My head and heart are spinning.
These last couple weeks, I’ve watched people leveling up their discussions about racism, and as painful as it is to face ugly realities, there’s also hope in this surge of willingness to engage!
Then I click the scroll button a couple times on my social media, and feel my heart sink again when I find people still pushing back against the basic idea that white privilege even exists. People who are still offended by talk of white privilege. People who still don’t get it.
Those are the people I’m writing for today. My friends, I hear you say all the time that you’re not racist, that you see equal value in all people with all skin colors, that your intentions are good. I’m choosing to believe you! I choose to believe you do have good intentions and good hearts, so I’m asking you to channel them right now, and dig into this term that you find so aversive. Understanding white privilege is so foundational to understanding racism. To be blunt, you need this to follow and participate in the larger, more complex conversations happening around racism in our country.
Let’s start with something you already know exists: inequality.
(To keep things simple, I’m going to talk about race in terms of Black and White. Obviously that’s a gross oversimplification! But let’s stick with just two races for now.)
You already know that we see all sorts of unequal statistics between Black and White Americans. I don’t need to quote the stats to you; you’ve heard them. You know that White Americans have collected exponentially more wealth than Black Americans. You know that Black kids get in more trouble at school than White kids. You know that White Americans have more leadership positions than Black Americans. You know that our prisons are full of more Black Americans than White Americans.

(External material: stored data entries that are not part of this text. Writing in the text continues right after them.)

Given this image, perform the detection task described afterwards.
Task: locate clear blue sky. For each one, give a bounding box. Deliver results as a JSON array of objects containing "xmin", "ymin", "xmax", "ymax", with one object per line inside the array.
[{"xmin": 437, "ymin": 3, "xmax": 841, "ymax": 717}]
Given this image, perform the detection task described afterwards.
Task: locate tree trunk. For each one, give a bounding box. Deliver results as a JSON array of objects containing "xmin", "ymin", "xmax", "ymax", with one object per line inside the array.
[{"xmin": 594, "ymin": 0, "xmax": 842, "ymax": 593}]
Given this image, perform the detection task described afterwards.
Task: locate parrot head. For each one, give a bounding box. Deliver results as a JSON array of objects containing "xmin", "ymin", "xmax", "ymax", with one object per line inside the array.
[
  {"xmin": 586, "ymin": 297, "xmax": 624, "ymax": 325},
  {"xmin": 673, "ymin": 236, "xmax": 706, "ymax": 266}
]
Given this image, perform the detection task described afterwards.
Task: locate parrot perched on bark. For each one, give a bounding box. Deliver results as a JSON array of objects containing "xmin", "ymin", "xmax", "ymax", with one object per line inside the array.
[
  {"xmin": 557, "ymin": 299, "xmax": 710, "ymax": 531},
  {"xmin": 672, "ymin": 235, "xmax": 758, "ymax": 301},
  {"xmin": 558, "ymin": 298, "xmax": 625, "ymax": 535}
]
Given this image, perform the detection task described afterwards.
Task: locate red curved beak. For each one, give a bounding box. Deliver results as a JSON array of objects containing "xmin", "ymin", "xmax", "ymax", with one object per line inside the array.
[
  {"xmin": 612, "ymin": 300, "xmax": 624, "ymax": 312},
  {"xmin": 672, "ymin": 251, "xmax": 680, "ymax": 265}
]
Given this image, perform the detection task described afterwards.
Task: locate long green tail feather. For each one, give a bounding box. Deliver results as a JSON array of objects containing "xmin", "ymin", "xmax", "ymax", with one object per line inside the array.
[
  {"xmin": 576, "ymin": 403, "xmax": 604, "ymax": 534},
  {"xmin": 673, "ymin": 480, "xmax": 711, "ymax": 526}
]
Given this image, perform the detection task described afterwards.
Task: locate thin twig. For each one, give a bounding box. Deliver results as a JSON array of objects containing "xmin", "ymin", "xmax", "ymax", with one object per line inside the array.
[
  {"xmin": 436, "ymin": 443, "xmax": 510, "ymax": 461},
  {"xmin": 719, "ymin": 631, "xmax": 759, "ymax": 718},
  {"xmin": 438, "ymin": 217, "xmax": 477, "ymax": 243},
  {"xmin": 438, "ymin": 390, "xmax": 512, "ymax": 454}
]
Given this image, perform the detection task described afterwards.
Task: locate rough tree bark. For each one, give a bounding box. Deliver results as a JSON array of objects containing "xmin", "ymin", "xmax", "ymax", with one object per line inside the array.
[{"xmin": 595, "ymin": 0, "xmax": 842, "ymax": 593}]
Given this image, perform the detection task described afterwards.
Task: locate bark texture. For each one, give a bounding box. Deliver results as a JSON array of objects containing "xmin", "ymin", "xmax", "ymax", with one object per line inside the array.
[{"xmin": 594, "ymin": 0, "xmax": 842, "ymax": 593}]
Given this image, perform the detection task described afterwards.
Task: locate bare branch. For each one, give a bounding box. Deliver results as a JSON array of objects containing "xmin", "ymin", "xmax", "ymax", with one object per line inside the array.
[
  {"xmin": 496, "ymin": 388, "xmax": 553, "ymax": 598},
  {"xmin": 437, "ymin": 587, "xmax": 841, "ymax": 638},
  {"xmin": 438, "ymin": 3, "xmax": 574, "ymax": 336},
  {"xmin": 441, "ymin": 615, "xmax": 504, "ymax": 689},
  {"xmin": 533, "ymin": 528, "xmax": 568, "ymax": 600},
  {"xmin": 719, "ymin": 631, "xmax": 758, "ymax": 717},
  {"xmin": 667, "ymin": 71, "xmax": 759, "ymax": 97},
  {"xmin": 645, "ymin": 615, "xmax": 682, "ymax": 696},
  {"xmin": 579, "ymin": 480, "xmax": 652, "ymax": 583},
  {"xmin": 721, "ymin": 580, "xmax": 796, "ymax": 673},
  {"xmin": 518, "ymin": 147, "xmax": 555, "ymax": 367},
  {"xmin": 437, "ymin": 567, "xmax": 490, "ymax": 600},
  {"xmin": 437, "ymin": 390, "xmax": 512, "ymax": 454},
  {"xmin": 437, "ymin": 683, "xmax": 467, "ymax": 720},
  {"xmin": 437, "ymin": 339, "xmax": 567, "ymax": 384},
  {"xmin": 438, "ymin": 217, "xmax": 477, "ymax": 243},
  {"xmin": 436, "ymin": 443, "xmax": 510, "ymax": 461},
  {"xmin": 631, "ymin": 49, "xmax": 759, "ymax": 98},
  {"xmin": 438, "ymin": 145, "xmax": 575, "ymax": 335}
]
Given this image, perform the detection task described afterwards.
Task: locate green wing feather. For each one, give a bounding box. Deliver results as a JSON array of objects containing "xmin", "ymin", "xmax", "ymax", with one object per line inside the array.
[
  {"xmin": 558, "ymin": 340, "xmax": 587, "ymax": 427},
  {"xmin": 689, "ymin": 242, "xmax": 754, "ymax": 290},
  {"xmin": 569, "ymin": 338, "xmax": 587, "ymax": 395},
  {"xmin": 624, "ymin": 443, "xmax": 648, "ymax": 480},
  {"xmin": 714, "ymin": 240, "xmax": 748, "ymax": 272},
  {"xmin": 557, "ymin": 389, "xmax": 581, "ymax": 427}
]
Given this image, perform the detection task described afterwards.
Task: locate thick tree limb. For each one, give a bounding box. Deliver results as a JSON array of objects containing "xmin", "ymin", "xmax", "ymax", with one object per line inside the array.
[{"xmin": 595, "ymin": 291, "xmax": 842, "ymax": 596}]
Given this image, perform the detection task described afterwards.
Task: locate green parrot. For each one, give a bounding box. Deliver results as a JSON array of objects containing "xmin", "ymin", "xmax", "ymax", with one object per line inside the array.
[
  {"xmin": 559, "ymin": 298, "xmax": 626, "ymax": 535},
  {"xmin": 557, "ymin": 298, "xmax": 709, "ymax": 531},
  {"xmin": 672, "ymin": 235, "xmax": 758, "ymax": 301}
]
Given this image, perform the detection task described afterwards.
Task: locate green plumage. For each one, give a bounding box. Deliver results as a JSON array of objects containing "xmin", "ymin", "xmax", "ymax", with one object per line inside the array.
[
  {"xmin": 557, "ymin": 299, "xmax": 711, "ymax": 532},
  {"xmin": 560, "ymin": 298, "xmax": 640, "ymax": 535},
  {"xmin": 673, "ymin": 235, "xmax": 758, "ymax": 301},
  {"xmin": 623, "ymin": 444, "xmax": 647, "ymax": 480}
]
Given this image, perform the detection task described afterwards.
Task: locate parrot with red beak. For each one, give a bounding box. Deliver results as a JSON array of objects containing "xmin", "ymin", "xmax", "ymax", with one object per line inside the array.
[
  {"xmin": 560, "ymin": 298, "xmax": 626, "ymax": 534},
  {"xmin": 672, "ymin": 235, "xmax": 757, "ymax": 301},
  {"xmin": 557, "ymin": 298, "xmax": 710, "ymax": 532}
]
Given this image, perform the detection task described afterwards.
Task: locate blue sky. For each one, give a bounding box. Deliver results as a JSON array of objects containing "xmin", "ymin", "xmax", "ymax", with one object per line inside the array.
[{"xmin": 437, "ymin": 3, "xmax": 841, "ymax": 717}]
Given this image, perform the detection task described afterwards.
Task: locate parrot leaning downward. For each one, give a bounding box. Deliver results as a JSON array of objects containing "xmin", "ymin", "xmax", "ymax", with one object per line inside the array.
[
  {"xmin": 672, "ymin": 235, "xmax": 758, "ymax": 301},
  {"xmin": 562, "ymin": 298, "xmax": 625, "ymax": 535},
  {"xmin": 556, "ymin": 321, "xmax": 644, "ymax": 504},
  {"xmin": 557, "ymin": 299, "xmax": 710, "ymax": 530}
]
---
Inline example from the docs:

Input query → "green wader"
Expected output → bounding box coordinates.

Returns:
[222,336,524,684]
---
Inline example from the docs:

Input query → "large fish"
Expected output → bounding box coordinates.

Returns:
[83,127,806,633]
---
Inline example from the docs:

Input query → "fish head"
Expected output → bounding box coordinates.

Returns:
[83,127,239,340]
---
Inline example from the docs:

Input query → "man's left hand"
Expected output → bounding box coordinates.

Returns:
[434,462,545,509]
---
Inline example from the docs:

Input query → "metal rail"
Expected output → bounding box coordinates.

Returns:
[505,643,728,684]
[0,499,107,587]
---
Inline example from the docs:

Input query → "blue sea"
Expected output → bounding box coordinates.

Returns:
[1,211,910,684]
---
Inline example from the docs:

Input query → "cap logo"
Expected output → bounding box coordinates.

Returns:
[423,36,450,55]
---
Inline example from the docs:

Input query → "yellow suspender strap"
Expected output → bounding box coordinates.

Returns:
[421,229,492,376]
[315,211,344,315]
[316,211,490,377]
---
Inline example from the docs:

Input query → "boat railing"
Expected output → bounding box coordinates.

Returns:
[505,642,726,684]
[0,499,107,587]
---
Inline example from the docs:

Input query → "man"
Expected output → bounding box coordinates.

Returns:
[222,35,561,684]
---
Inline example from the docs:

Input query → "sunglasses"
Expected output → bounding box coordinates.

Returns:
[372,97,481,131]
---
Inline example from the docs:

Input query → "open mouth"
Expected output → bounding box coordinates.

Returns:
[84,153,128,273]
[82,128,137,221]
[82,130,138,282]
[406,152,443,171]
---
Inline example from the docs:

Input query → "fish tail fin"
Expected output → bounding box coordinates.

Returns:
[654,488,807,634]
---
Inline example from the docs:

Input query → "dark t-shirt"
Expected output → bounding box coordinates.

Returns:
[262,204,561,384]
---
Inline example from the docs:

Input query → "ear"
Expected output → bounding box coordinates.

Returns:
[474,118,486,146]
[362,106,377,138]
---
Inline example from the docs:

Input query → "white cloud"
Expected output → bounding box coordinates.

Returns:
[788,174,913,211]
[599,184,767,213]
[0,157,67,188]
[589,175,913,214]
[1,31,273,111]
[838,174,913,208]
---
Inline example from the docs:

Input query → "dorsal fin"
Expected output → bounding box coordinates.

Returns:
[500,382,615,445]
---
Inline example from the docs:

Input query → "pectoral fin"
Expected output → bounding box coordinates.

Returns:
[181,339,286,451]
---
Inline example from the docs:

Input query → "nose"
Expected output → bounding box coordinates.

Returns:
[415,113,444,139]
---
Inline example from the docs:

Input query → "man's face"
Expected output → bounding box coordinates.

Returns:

We could look at all sorts of facets of American life, and we’d keep finding statistics that paint the same picture. In all these different measures of success, we find White Americans thriving far more than Black Americans. Even if you think there are challenges associated with having white skin, you must realize that on the whole, White Americans are objectively doing better in society than Black Americans.
This isn’t news to you; I’m sure of it. You know that racial inequality exists in the United States. You might not realize just how severe that inequality is, but I’m confident you know it exists.
So the question is: why does racial inequality exist in the United States?**
I’m going to take that broad question, and narrow it down for you: does racial inequality exist because of internal or external forces?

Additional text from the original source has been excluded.